1 Child Assessment Service, Department of Health, Hong Kong
2 Clinical Genetic Service, Department of Health, Hong Kong
Corresponding author: Dr Ivan FM Lo (firstname.lastname@example.org)
Introduction: Chromosomal microarray (CMA) is recommended as a first-tier genetic investigation for intellectual disability (ID), developmental delay, or autism spectrum disorder due to its higher diagnostic yield with respect to conventional karyotyping. The aim of the present study was to investigate the genetic profile and diagnostic yield of CMA in children with moderate, severe and profound ID.
Methods: A pilot cross-sectional study was performed by the Child Assessment Service and the Clinical Genetic Service in Hong Kong from July 2016 to June 2017. Children with unexplained ID were recruited for CMA testing by an expedited referral pathway. Children who were existing clients of the Clinical Genetic Service were also recruited.
Results: Of 225 children included in this study, 68 (30.2%) had genetic diagnoses. Among the 138 children who underwent CMA testing, 53 (38%) children were referred to the Clinical Genetic Service by the expedited referral pathway. The respective diagnostic yields of CMA in moderate, severe, and profound ID were 8.7%, 17.6%, and 23.5% (P<0.05). Children with dysmorphic features demonstrated a much higher yield from CMA (45.8% vs 4.4%, P<0.05).
Conclusion: The overall diagnostic yield (11.6%) of CMA in this cohort is comparable with that of other international cohorts. This further supports the use of CMA as a first-tier genetic investigation for children with ID, developmental delay, or autism spectrum disorder, particularly for those with severe disease.
New knowledge added by this study
- Approximately one-third of children with more severe forms of intellectual disability exhibited a genetic condition, as determined by chromosomal microarray.
- The diagnostic yield of chromosomal microarray testing increases with the severity of intellectual disability, and with the severity of dysmorphic features.
- The expedited mechanism, if extended to younger children with developmental delay (with or without autism spectrum disorder), may avoid unnecessary investigations in children, improve the efficiency of service delivery, and reduce societal cost.

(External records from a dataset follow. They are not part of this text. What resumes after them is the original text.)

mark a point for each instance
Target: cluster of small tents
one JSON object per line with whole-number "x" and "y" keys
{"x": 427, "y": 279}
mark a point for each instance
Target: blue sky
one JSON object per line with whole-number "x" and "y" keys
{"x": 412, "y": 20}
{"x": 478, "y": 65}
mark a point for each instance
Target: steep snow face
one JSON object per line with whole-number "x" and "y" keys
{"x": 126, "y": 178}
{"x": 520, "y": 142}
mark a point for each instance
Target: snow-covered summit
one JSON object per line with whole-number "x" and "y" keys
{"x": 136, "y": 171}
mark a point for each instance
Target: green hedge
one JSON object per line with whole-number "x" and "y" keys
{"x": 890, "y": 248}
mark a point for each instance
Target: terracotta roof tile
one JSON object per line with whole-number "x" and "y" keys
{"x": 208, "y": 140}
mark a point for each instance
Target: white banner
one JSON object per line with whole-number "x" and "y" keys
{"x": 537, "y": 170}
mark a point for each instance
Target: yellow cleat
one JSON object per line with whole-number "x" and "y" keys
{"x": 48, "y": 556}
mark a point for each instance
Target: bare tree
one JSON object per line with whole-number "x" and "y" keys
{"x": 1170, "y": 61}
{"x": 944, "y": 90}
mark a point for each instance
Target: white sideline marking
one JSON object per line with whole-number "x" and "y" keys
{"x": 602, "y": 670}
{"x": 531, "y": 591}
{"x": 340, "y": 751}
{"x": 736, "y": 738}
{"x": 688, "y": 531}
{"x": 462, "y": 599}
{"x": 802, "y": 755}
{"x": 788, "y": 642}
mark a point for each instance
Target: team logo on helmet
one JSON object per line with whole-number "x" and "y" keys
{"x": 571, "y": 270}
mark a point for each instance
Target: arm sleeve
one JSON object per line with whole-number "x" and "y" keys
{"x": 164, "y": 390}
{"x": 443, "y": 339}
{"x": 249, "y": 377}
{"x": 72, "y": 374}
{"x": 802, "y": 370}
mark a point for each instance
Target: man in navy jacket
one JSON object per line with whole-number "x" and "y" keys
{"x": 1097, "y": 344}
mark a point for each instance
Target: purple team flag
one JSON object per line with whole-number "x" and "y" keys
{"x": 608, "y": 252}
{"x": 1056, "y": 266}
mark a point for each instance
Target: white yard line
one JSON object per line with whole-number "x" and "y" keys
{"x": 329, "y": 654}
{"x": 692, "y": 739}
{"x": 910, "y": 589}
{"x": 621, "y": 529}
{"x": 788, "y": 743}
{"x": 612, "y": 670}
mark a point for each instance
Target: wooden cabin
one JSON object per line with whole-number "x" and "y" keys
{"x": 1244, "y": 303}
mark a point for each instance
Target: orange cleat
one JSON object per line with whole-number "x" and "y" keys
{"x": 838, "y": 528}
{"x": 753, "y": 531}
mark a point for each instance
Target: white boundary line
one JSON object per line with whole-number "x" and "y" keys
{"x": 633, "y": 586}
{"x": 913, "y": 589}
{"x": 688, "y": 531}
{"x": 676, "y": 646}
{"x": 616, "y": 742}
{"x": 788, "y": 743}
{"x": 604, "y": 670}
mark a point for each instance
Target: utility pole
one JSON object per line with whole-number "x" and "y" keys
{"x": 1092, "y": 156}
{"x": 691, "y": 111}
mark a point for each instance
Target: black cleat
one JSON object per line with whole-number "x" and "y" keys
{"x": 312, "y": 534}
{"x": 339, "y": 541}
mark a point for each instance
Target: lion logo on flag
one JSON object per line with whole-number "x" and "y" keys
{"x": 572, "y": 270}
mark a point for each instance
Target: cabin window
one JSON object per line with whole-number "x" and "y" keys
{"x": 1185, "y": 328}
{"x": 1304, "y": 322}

Intellectual disability (ID) is estimated to affect 1% to 3% of the population in Western societies.1 It is almost two-fold greater in prevalence in low-and middle-income countries, compared with high-income countries. Importantly, the General Household Survey in 2014 showed the prevalence rate of ID to be approximately 1.0% to 1.4% in Hong Kong.2
Intellectual disability is defined as ‘significant limitations both in intellectual functioning and in adaptive behaviour, as expressed in conceptual, social, and practical adaptive skills’.3 These difficulties are evident above the age of 18; ID is indicated by an intelligence quotient (IQ) of approximately two standard deviations (SD) or more below the population mean (IQ ≤70) on the IQ test.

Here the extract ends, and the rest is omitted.